The Kvothe of the past is a tragic genius. There's a tendency to almost want to hate him. He's a gifted musician, a fantastic wizard, a clever inventor, great with words, too smart for his own good... It's this last that both saves and makes the book. Kvothe may have talents out the wazoo, but he's also always, always in trouble. Often tragic, heartbreaking trouble. And much of it of his own devising. Kvothe isn't some mystical hero – he's an extremely-bright, overly-confident kid with a sad history and a completely believable need to prove himself.
There's a thoroughly intellectualised magic-system. Magic in this world is complicated, takes concentration and training and is mainly used by the highly-educated. There's a femme fatale at the heart of a sad love story that runs through the book. There's believable world-building full of intricately described cities and countries with their own individuality. There are quests (with only an exception or two) of a completely worldly base. What killed Kvothe's loved ones? How will he survive on the streets?

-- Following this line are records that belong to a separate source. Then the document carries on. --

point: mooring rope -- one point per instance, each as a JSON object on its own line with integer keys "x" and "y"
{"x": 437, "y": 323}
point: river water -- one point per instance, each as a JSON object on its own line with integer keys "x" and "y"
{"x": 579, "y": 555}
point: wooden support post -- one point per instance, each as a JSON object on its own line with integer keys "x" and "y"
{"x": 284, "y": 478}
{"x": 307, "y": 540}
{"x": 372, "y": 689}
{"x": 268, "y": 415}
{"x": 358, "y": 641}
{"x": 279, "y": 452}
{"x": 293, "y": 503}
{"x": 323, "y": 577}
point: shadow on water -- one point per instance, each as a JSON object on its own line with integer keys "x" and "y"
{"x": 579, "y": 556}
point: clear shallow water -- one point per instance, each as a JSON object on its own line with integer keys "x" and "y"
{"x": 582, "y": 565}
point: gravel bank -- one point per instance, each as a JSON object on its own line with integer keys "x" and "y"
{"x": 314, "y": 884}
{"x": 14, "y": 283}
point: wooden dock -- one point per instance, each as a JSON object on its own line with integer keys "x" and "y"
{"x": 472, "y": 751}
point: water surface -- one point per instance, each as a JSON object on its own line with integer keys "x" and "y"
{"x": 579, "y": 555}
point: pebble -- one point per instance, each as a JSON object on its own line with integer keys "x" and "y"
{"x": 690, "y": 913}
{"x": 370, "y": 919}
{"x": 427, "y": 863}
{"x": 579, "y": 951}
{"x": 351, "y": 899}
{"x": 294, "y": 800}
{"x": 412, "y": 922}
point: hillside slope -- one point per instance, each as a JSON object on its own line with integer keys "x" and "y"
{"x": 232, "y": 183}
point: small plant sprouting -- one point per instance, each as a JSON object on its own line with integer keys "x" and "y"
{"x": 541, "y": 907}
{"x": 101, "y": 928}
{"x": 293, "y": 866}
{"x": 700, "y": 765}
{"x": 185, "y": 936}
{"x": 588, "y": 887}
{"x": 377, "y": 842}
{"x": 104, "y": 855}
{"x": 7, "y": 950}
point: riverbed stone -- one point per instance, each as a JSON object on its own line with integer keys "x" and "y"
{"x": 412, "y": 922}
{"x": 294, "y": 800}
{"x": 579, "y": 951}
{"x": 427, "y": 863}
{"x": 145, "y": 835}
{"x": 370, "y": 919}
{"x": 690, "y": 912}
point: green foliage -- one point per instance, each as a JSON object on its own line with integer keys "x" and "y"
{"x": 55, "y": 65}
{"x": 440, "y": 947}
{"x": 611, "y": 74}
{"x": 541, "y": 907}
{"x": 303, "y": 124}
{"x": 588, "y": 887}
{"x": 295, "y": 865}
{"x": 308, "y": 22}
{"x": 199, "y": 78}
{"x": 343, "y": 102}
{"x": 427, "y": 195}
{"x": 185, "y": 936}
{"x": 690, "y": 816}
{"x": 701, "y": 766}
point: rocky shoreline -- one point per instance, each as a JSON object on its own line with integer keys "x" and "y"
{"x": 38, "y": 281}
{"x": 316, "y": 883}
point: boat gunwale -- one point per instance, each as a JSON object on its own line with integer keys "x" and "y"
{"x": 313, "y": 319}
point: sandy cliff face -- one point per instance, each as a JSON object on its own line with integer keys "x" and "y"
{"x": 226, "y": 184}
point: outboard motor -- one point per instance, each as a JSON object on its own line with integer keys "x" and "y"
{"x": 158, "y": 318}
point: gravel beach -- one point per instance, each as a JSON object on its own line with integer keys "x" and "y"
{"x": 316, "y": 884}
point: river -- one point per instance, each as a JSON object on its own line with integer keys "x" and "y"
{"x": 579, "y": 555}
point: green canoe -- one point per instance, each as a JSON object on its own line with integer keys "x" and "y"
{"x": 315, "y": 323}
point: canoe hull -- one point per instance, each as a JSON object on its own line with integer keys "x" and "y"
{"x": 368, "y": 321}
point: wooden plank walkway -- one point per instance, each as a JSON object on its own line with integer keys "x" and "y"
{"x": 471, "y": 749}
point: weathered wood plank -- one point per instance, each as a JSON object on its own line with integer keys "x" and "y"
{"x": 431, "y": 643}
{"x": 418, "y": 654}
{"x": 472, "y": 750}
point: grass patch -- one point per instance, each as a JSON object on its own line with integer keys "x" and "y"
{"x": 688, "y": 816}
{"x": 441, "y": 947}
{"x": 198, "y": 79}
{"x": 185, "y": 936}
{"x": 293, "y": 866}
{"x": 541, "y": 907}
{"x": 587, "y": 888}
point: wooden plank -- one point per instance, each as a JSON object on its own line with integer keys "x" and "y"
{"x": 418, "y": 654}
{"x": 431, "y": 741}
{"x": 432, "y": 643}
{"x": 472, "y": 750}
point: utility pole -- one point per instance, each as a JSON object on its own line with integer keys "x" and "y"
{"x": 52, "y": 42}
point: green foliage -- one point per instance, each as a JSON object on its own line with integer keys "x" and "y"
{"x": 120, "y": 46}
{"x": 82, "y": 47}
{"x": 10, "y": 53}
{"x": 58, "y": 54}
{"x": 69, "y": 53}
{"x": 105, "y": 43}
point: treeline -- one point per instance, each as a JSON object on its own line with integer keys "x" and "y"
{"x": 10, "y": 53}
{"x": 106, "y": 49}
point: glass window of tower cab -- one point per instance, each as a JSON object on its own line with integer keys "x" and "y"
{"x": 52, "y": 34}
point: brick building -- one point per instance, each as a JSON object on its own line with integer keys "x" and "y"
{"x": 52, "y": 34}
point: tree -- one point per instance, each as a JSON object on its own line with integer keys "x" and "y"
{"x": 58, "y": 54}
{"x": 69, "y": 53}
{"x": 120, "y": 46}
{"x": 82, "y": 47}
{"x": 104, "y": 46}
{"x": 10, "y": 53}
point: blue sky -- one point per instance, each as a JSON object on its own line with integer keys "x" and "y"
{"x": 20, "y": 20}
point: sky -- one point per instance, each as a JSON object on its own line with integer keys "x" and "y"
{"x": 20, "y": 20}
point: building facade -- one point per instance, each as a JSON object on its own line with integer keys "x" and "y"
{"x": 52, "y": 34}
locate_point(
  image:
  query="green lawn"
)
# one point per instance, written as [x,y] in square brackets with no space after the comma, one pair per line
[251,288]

How will he find his love? How will he get tuition money? And along the way he almost accidentally causes legends to spring up around himself. The quest of 'make love to as many women as you can just to prove how good I am at teaching lovers' that Kvothe is given by a fairy lust-goddess is one of the less 'serious' quests that start to strain believability. For the most part, all of this gels into believable characters in a fully-realised world acting from truthful motivations.

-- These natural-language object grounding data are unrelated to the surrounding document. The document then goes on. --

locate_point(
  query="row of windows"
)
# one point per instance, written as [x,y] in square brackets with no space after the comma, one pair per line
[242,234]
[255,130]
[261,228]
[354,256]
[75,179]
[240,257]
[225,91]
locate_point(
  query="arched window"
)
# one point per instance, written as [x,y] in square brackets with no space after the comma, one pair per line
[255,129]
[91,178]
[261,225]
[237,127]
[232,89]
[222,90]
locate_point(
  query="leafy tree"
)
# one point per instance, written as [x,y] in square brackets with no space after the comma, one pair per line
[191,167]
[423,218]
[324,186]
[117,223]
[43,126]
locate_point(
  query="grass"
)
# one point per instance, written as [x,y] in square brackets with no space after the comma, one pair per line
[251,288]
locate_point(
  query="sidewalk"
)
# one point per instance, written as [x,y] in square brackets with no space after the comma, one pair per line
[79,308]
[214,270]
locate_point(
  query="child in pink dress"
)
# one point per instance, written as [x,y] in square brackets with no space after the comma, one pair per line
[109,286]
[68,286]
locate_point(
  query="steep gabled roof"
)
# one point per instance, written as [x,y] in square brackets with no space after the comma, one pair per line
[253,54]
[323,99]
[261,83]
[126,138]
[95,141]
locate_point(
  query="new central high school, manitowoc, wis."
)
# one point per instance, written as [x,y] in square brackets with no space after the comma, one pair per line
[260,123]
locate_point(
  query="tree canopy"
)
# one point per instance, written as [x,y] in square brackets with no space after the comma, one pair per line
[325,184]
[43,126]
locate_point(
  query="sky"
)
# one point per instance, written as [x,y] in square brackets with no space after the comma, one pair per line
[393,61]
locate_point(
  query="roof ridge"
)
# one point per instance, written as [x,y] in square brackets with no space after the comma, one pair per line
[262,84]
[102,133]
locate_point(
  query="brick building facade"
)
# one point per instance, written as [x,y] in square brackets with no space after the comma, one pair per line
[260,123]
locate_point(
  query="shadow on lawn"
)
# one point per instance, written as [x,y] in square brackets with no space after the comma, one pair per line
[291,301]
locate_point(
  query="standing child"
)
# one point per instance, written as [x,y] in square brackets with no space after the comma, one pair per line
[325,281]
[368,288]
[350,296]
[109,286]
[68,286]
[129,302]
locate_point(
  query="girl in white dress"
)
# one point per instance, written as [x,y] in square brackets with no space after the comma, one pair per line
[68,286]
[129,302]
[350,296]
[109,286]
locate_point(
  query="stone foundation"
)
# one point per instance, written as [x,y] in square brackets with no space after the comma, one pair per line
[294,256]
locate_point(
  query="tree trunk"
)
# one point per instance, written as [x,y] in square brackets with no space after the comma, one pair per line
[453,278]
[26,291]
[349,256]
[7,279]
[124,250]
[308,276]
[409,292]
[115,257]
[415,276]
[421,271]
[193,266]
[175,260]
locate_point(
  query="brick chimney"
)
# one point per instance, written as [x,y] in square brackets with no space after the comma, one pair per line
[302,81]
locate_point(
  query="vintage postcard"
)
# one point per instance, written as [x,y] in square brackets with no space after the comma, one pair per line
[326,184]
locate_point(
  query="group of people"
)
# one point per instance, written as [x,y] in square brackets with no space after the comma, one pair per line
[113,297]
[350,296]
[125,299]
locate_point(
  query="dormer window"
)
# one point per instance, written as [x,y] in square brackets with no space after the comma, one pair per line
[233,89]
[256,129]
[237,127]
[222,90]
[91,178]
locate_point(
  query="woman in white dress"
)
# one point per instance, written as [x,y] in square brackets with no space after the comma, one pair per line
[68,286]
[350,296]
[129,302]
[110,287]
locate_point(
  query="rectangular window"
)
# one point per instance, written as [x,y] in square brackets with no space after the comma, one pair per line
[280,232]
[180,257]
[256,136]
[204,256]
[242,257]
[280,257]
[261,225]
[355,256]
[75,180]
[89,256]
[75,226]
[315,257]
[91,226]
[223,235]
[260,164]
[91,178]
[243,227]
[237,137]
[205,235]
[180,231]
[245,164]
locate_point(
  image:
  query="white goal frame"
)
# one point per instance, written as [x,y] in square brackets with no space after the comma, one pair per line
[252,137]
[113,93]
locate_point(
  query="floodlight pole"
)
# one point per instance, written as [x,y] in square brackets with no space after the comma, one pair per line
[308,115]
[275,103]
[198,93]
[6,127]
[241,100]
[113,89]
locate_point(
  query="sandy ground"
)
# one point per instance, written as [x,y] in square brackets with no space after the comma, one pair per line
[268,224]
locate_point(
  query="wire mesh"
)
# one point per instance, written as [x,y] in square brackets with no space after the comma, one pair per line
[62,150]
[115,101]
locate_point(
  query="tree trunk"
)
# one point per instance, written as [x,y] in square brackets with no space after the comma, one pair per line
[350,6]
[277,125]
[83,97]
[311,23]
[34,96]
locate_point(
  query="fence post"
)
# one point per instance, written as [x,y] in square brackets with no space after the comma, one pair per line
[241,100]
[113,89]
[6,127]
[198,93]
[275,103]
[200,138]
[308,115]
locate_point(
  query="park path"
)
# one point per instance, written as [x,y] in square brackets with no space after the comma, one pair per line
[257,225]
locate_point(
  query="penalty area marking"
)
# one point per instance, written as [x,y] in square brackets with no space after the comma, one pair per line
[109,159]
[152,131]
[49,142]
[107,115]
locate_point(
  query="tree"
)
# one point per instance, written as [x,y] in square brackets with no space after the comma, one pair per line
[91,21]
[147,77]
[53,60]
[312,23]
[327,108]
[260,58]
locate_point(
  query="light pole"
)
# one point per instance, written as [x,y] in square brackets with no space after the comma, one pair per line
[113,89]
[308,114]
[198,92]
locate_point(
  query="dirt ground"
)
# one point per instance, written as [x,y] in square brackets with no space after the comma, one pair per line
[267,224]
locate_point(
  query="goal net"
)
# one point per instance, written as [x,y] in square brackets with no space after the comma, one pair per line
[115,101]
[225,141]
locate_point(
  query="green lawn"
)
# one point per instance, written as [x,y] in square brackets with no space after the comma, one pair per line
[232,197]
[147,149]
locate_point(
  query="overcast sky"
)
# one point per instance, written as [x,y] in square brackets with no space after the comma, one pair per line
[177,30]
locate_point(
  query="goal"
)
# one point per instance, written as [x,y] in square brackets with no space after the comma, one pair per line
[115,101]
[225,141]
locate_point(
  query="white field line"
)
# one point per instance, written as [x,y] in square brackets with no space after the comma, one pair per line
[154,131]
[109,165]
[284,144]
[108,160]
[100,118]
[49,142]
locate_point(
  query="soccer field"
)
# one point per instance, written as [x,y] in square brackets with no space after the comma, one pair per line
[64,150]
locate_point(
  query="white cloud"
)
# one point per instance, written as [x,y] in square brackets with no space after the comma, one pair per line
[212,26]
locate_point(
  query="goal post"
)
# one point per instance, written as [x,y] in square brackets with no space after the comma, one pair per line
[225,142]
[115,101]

It is also, quite often, hilarious. Rothfuss is brilliantly wry. It's also creepy here and there. The 'all seeing, yet evil, talking tree' may not sound ominous, but I admit that it caused me a few day of philosophical ruminations caused by the concept of a malevolent being with pure foresight who can influence the future with its words. Any reaction you have to meeting it – is the wrongest possible reaction. Including trying not to react to it.
This is (so far) a great series of books. At turns funny, dark, exciting, sad and always well told. This is a book, in many ways, about the nature of story and Rothfuss is a brilliant teller-of-tales.